Gibbs made failure fun.  He elevated talk-show hosts to Presidential status by picking silly fights with them, then tried to put down Dick Cheney by calling him “the next most popular member of the Republican cabal, after Rush Limbaugh.”  When Obama starting feeling the heat from disappointed liberals, Gibbs tried doing the same thing with “the professional Left” and drew back a stump.

When the White House was embroiled in controversy over the arrest of a black Harvard professor, and Obama made his famous comment that “the police acted stupidly,” Gibbs tried to defend the boss by saying “I think the Fraternal Order of Police endorsed McCain, if I’m not mistaken.”  Take that, you stupid teabagging cops!

He cracked jokes in front of reporters about the titanic national debt his boss and Nancy Pelosi racked up.  He tried to tell us what Joe Biden’s crazy babble really means.  He waved off WikiLeaks as “just some guy with a laptop.”  Who could possibly fill such enormous clown shoes?

The obvious choice would be Baghdad Bob, the Iraqi official who became famous for delivering wildly implausible declarations of his government’s military superiority, even as American tanks were rolling outside his briefing room.  However, the defeat of the DREAM Act means we can’t get old Bob an instant green card by smuggling his kids into the country and enrolling them in college. 

A better choice would be Scott McClellan, the former Bush spokesman.  He was almost as much of a goofball as Gibbs, and based on his venomous tell-all memoir, he would be perfectly comfortable continuing the Obama Administration tradition of idiotic attempts to blame all its failures on Dubya.  The White House just isn’t going to see many resumes with that kind of experience!

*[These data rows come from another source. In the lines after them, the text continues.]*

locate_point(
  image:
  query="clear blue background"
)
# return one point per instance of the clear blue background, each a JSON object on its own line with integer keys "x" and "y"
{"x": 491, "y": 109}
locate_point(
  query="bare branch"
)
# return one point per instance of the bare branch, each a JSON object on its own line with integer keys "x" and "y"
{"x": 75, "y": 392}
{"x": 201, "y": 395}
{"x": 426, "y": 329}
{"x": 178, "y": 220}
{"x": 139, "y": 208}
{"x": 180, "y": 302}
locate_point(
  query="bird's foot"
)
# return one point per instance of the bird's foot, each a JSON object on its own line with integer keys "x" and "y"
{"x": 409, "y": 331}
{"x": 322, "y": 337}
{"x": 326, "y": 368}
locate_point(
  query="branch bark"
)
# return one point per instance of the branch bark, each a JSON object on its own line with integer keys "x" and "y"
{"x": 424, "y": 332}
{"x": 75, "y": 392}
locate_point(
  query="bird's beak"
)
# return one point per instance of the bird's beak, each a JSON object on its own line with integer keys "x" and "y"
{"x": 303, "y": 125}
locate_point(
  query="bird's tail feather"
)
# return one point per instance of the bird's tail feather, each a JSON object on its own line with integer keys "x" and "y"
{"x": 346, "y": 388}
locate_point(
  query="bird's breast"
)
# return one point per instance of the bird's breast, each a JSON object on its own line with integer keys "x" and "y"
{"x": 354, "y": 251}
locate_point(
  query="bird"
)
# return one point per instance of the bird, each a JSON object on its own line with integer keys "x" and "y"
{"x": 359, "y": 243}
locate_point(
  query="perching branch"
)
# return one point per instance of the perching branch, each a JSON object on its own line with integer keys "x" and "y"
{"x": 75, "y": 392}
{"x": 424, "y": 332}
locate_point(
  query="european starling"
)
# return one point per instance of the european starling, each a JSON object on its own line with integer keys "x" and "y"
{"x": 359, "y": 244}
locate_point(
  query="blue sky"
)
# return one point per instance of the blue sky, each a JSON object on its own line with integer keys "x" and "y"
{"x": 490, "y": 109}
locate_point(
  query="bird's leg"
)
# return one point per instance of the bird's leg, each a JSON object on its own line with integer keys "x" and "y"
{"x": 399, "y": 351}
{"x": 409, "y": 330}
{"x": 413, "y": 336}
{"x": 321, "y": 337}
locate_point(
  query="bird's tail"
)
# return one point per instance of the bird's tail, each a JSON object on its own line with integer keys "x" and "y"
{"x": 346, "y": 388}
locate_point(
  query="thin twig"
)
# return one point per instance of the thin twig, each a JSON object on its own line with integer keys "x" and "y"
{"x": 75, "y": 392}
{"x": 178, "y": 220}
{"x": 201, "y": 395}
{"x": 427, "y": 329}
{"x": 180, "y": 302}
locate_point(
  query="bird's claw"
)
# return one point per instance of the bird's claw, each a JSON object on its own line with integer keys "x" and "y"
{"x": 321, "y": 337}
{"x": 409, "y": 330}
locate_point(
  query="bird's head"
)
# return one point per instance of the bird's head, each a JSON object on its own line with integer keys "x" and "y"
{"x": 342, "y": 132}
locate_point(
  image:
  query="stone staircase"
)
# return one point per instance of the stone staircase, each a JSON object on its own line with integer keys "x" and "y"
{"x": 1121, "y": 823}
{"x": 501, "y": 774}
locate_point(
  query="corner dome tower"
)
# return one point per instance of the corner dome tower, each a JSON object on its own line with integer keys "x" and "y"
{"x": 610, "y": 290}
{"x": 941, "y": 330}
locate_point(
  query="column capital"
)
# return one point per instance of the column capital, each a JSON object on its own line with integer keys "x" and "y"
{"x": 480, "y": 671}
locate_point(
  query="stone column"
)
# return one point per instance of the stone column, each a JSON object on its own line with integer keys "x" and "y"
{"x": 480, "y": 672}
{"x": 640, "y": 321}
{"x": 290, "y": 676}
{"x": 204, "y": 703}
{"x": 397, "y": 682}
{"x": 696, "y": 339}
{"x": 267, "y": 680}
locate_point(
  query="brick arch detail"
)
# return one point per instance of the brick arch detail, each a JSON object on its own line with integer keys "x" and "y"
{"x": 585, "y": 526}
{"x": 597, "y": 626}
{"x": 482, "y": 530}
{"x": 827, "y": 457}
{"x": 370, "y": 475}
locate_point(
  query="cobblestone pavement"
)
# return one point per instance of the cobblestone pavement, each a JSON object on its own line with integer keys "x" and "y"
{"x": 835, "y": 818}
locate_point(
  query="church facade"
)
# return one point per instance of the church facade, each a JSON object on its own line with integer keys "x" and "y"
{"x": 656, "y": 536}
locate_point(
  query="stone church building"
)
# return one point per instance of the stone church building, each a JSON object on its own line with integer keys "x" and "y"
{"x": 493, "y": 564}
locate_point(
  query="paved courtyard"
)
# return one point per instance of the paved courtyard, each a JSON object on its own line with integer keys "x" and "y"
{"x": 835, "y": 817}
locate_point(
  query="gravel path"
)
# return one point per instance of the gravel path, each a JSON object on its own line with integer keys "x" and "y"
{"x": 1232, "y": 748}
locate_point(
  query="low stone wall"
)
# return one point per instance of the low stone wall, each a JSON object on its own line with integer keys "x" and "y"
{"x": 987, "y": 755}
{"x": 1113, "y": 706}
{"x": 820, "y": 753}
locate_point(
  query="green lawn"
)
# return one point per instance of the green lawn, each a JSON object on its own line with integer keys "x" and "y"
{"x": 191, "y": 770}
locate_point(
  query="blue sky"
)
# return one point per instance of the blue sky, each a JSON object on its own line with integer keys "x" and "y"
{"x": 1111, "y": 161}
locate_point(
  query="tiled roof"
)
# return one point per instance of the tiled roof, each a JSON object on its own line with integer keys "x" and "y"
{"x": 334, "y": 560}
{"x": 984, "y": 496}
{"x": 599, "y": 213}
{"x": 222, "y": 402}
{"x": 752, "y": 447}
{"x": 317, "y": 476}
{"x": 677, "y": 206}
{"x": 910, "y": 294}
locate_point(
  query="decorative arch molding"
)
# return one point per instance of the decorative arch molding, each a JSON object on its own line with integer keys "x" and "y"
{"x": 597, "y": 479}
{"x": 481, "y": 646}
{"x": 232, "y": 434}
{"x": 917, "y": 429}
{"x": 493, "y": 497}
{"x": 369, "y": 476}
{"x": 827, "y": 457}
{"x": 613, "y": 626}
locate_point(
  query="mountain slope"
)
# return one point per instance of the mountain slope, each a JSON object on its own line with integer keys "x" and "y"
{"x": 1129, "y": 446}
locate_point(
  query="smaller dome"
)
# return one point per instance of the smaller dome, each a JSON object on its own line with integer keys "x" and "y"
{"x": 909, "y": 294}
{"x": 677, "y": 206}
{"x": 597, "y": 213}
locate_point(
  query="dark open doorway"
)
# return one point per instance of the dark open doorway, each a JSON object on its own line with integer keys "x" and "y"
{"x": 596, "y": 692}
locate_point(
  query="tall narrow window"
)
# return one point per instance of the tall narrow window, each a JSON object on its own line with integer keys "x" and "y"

We won’t have to go cold turkey on our Gibbs addiction, because he’s moving into a position as an “outside adviser to the President,” which means he’ll either be a Daily Kos diarist or a golf caddy.  Fare well, Mr. Gibbs!  Today I shall dine at Burger King, and feast upon a Whopper in your honor.  Please don’t tell Michelle Obama I said that.  We wouldn’t want the Food Police to act stupidly.